“One of Wall Street’s most-bullish economists, Merrill Lynch & Co.’s Bruce Steinberg, was dismissed Thursday — the latest casualty of the financial industry’s retrenchment,” writes Jon Hilsenrath in today’s Wall Street Journal.

“A person familiar with the matter said the dismissal was part of a reorganization of the investment bank’s research operation in which economics and market strategy groups were being consolidated. In addition to Mr. Steinberg, two other economists, Matthew Higgins and David Horner, also were dismissed.”

“Mr. Steinberg made his reputation at Merrill for his endorsement of the idea that the U.S. had a ‘New Economy.’ As the Nasdaq Composite Index was nearing its peak of 5048.62 in March 2000, a Merrill Lynch economics report written by Mr. Steinberg declared, ‘It’s Not Tulip Mania.’ That title referred to the famous bubble in prices for tulip bulbs in Amsterdam during the 1630s. In Mr. Steinberg’s view, ‘Much of what is happening in the [2000] equity market is a rational response to a huge ongoing shift in economic reality.’ “

“He stuck to his bullish tone through much of the downturn. In June, when The Wall Street Journal surveyed economists for their economic-growth projections for the rest of 2002, he estimated the economy would grow by 4.5% through the second half of the year. The gross domestic product grew at an annualized rate of 3.1% in the third quarter and many economists now expect the fourth-quarter growth rate to be about 1%.”

“In response to the weakened economy, Mr. Steinberg had been ratcheting down his growth expectations recently. Though in one economic commentary he noted that strong productivity growth would lead to upside surprises in earnings in the months ahead. ‘The recovery will resume,’ he said.”
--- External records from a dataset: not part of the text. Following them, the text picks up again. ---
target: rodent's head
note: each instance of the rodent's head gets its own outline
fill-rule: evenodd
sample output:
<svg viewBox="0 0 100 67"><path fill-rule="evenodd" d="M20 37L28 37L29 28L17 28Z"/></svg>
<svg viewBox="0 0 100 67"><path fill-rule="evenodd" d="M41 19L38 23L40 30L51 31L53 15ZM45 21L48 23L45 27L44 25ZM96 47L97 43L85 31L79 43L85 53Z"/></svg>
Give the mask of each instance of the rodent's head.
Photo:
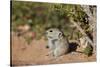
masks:
<svg viewBox="0 0 100 67"><path fill-rule="evenodd" d="M57 28L50 28L46 31L46 36L48 39L60 39L63 36L63 33Z"/></svg>

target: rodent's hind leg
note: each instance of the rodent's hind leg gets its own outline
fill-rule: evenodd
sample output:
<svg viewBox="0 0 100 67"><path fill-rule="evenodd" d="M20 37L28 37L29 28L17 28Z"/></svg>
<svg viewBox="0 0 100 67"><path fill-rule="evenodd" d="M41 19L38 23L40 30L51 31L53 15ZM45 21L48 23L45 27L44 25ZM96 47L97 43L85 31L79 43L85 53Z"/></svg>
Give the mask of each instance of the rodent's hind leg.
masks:
<svg viewBox="0 0 100 67"><path fill-rule="evenodd" d="M54 50L54 57L55 58L57 58L57 57L59 57L59 56L61 56L62 55L62 53L61 53L61 51L59 50L59 49L55 49Z"/></svg>

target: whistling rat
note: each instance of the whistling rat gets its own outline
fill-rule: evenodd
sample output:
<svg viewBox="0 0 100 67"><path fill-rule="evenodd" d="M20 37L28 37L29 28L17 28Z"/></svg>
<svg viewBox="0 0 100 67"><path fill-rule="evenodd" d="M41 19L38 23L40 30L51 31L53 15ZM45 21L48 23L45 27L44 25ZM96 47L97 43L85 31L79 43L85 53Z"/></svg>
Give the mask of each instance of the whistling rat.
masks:
<svg viewBox="0 0 100 67"><path fill-rule="evenodd" d="M62 31L57 28L50 28L46 31L46 37L50 49L49 54L58 57L68 52L69 43Z"/></svg>

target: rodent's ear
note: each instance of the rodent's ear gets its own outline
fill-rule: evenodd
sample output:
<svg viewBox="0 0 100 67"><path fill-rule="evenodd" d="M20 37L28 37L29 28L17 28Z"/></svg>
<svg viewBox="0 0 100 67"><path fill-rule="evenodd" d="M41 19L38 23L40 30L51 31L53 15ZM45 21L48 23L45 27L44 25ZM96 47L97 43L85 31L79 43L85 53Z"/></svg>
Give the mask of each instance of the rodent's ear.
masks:
<svg viewBox="0 0 100 67"><path fill-rule="evenodd" d="M58 37L60 38L62 36L62 33L59 33Z"/></svg>

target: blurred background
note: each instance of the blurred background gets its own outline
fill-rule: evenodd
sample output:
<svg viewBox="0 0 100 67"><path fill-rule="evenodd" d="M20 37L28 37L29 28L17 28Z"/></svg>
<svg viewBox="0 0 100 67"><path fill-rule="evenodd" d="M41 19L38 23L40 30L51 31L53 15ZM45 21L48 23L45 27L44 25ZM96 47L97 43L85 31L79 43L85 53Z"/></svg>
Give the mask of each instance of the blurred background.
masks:
<svg viewBox="0 0 100 67"><path fill-rule="evenodd" d="M28 25L36 34L35 38L40 39L47 28L57 27L69 39L78 39L82 34L70 22L70 17L79 22L86 33L92 32L88 16L80 5L12 1L11 31L17 32L22 26Z"/></svg>

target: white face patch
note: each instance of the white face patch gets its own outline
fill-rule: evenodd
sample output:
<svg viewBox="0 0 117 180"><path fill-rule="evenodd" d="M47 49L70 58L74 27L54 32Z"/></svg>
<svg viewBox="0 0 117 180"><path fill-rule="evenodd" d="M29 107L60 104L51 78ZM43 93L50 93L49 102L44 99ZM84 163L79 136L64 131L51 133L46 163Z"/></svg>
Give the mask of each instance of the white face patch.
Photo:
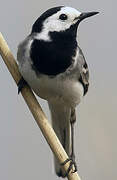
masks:
<svg viewBox="0 0 117 180"><path fill-rule="evenodd" d="M59 19L59 16L61 14L67 15L67 19L66 20ZM43 22L43 29L40 33L38 33L37 39L51 41L51 38L48 35L49 32L53 32L53 31L59 32L59 31L65 31L66 29L69 29L71 25L77 22L77 19L75 20L75 18L78 18L80 14L81 12L79 12L78 10L74 8L62 7L60 11L48 17Z"/></svg>

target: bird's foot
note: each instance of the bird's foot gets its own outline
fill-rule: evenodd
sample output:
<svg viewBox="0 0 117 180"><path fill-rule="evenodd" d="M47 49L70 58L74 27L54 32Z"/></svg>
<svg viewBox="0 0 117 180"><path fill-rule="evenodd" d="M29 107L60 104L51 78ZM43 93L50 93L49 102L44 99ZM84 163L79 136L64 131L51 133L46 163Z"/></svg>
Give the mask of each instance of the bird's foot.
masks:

“Susan McCabe, a Merrill Lynch spokeswoman, said Mr. Steinberg’s departure from the firm wasn’t related to either his forecasting record or his history of bullishness. Merrill laid off 1,200 people in the third quarter of this year and has eliminated 18,600 jobs since the end of 2000. ‘We’re actively managing our resources including expenses and head count,’ she said.”